新1000形は2002年にデビューした京急電鉄の電車。当初はアルミ製の車体を採用し、従来車と同様に赤白2色で塗装された。2007年にデビューした6次車以降は、京急電鉄初のステンレス車体に。側面の窓下に赤白2色のフィルムを貼り付けたが、それ以外の部分は無塗装(シルバー)になった。
しかし、2016年にデビューした中央貫通扉付きの車両(1800番台)と16次車は、幅の広い赤白2色のフィルムでほぼ全体を装飾。これによりシルバーの部分が大幅に減り、新1000形のアルミ車に近い外観に変わった。当時の京急電鉄広報部は「お客様にとって京急といえば『伝統の赤と白』のイメージが強い」として、従来の塗装の「復活」に踏み切ったと話していた。
ステンレスは腐食に強いことから、ステンレス製の車体を採用した鉄道車両では塗装を省略し、コストを抑えるのが一般的だ。京急電鉄は「“京急らしさ”を取り戻すために、あえて全面塗装を復活させます」としている。ステンレス車の全面塗装は、関東大手私鉄では初の試みという。
このほか、2画面一体型の情報案内装置をドアの上に設置。路線の案内は2画面で表示することにより詳細な路線図を見られるようにする。袖仕切りの大型化やコンセントの設置などは16次車と同じだ。

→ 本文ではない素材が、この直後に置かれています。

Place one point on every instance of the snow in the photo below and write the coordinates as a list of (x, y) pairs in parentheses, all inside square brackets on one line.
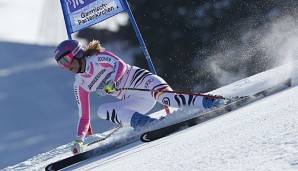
[(260, 136), (39, 114)]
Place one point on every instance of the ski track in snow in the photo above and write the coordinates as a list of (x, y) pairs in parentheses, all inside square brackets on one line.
[(260, 136)]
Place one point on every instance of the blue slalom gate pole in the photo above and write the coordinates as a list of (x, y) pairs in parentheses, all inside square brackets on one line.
[(143, 46)]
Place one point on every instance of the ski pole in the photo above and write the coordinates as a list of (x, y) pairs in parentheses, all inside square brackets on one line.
[(168, 91), (102, 139)]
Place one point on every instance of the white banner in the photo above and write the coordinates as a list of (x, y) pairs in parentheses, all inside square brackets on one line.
[(84, 13)]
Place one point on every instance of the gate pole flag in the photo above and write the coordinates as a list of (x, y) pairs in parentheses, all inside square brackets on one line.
[(81, 14)]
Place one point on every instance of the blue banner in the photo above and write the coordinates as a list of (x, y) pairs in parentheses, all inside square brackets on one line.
[(81, 14)]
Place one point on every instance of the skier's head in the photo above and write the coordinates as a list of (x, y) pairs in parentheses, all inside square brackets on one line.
[(67, 50)]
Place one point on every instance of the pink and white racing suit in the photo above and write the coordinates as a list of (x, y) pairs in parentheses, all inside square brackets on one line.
[(105, 66)]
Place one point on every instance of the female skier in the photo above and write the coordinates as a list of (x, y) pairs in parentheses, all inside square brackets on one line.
[(100, 71)]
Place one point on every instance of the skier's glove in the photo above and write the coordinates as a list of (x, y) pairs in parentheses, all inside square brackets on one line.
[(107, 88), (77, 147)]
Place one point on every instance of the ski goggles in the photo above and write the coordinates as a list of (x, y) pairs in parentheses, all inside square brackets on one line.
[(66, 59)]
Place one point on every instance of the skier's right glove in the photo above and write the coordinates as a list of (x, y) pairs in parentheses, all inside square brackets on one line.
[(77, 147), (108, 87)]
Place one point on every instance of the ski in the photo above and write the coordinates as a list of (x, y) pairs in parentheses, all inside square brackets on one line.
[(167, 130), (164, 131), (72, 160)]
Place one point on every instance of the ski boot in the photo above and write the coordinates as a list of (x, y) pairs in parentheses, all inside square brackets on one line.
[(138, 120)]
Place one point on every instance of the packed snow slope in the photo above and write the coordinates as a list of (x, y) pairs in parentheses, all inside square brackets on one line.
[(260, 136)]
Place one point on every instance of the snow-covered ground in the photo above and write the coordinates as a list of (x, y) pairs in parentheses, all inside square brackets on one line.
[(260, 136), (39, 114)]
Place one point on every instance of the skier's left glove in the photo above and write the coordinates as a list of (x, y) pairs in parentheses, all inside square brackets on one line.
[(77, 147), (107, 88)]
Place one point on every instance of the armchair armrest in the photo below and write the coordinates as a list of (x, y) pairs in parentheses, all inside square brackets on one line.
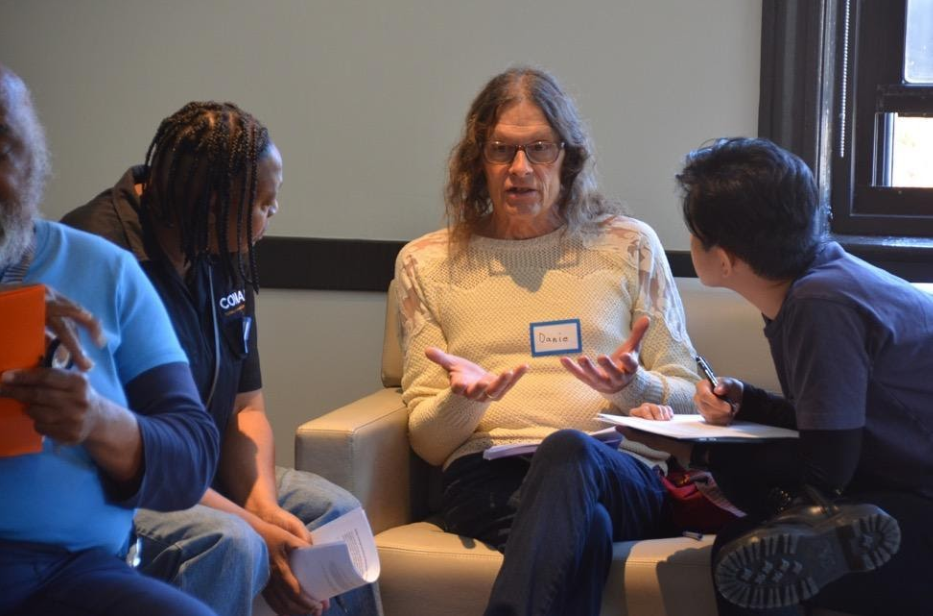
[(363, 447)]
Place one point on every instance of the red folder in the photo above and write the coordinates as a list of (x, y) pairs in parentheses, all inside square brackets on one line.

17次車は6両編成2本と8両編成3本の計36両が導入される予定。このうち8両編成の車両番号は、京急電鉄の創立120周年にあわせて1200番台とする。まず6両編成が2018年1月にデビューし、翌2月には8両編成もデビューする予定だ。京急電鉄は2018年度に導入される18次車以降も17次車と同じ仕様にするとしている。